Lorsque Bryan Ferry déplorait, dans « Mother of Pearl » de 1973, « Si vous cherchez l’amour dans un monde de miroir/C’est assez difficile à trouver », il n’avait pas imaginé à quel point la recherche deviendrait facile. Vingt ans plus tard, à l’aube de la cinquantaine, l’ancien auteur-compositeur-interprète de Roxy Music sort l’album solo le plus insulaire de sa carrière. Il avait déjà épuisé la patience de certains critiques. « Ferry ressemble de plus en plus à Narcisse, ravi par son propre reflet dans l’étang et par la profondeur sans fond en contrebas. » Pierre roulanteAnthony DeCurtis d’Anthony DeCurtis a sifflé à propos des années 1987 Bête Noire.
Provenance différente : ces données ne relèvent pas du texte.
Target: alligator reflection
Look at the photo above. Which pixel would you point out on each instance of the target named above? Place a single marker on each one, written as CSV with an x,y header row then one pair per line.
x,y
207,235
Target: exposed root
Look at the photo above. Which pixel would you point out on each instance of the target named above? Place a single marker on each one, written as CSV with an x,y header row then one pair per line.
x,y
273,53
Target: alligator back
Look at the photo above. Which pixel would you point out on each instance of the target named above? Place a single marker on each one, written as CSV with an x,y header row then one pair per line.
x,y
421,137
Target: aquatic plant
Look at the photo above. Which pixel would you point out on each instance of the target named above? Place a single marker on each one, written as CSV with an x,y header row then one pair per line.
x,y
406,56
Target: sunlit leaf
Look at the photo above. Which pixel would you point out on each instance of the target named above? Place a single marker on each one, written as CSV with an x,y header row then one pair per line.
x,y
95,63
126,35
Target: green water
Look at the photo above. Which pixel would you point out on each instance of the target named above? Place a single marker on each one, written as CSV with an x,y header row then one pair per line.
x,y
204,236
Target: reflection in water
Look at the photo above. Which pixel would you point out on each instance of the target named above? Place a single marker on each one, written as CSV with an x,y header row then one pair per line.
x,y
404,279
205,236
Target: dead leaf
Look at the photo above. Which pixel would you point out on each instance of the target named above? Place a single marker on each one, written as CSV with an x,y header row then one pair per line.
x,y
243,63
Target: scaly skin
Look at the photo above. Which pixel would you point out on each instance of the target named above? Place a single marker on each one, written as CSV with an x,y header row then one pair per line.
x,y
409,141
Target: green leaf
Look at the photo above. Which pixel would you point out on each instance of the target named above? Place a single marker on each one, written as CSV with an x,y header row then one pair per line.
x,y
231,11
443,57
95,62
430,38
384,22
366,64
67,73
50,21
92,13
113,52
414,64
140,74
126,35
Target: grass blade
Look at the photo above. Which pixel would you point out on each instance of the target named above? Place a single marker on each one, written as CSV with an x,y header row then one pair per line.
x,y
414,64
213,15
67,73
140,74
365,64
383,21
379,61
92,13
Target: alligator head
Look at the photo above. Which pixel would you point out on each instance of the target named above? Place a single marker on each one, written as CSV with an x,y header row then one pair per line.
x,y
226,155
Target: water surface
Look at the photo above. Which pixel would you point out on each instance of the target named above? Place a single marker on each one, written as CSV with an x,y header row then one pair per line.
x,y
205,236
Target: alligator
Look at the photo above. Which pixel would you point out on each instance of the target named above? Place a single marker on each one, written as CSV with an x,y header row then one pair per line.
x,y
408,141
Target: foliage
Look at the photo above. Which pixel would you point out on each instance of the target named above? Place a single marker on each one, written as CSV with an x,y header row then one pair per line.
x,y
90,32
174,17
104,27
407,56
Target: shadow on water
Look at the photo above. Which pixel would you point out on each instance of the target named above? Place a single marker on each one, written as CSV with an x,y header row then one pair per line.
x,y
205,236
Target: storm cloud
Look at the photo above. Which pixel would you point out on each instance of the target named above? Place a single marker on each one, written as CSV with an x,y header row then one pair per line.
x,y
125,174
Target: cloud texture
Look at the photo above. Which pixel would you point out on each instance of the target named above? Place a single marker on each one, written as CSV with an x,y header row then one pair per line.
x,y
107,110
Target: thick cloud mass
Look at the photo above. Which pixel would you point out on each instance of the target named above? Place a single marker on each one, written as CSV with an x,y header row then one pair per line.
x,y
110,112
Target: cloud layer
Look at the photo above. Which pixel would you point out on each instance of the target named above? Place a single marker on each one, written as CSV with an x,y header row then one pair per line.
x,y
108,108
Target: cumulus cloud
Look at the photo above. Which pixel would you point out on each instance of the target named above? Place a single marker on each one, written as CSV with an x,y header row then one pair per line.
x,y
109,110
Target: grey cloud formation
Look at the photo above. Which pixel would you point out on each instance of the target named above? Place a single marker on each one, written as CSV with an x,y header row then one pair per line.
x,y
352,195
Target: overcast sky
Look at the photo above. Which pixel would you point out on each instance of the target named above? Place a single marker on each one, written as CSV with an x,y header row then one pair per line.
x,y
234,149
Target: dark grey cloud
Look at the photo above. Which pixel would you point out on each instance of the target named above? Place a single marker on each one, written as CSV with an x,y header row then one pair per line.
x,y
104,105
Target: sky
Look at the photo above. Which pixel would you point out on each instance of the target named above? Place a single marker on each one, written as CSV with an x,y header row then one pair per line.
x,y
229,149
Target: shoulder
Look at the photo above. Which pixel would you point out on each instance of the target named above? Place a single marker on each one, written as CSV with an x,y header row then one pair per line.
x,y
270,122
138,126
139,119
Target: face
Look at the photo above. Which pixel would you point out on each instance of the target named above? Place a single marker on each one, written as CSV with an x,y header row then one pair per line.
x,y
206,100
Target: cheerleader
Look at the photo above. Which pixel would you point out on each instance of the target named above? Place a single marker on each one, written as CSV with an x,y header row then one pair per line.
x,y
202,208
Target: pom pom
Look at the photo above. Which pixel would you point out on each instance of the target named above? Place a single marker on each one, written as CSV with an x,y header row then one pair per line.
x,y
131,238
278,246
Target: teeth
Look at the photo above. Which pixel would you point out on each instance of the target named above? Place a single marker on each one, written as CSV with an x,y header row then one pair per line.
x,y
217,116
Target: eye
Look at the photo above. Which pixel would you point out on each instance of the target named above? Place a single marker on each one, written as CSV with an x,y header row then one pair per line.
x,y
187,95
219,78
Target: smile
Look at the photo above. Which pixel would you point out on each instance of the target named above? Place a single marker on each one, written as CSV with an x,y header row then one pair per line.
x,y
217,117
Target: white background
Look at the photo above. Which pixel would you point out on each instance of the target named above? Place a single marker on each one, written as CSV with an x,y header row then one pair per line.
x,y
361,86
Pourtant, se regarder si intensément témoigne non seulement du narcissisme, mais aussi de la confiance. Ferry avait des cheveux spectaculaires et il le savait. Taquiné et humidifié par des mains expertes, Mamouna est l’équivalent album de la frange de Ferry : singulière, source d’envie et d’amusement, composante essentielle de son mythe – et souvent véritablement belle. Cet ensemble de trois disques comprend cet album de 1994 ; morceaux inédits que Ferry avait enregistrés pour un projet appelé Horoscope; et des démos, dont certaines datent de 1989. « Les démos que je fais ont tendance à devenir les maîtres », a-t-il expliqué à Crème en 1993. « Ils sont sur la même bande, et davantage de feuillage pousse autour d’eux. » De cours le package est excessif – les fans de Ferry s’attendent-ils au minimalisme ? C’est un gars du feuillage.
Horoscope était censé être le nouvel album de Ferry. Il a merdé : il aurait dû savoir qu’il ne fallait pas sortir le titre avant le produit. Ce vieux diable, le blocage de l’écrivain, l’a paralysé ; les paroles, qu’il avait passé des années à réduire à une suggestion pointilliste, posaient problème. Il n’avait ni manager ni producteur. Pour un collectionneur confronté aux possibilités d’enregistrement sur 56 pistes, cela a dû être comme Narcisse entrant dans une salle de spectacle. En s’agitant, il a eu recours à une stratégie éprouvée : lui et le nouveau producteur Robin Trower, de Procol Harum, ont sorti un album de reprises intitulé Taxi, remarquable pour une version très essentielle de « Will You Love Me Tomorrow ? et un « All Tomorrow’s Parties » dont l’ambiance lounge-pop aurait pu donner naissance à Air. Rajeuni, il revient à son matériel d’origine, désormais appelé Mamouna, L’arabe pour la chance, dont il manquait.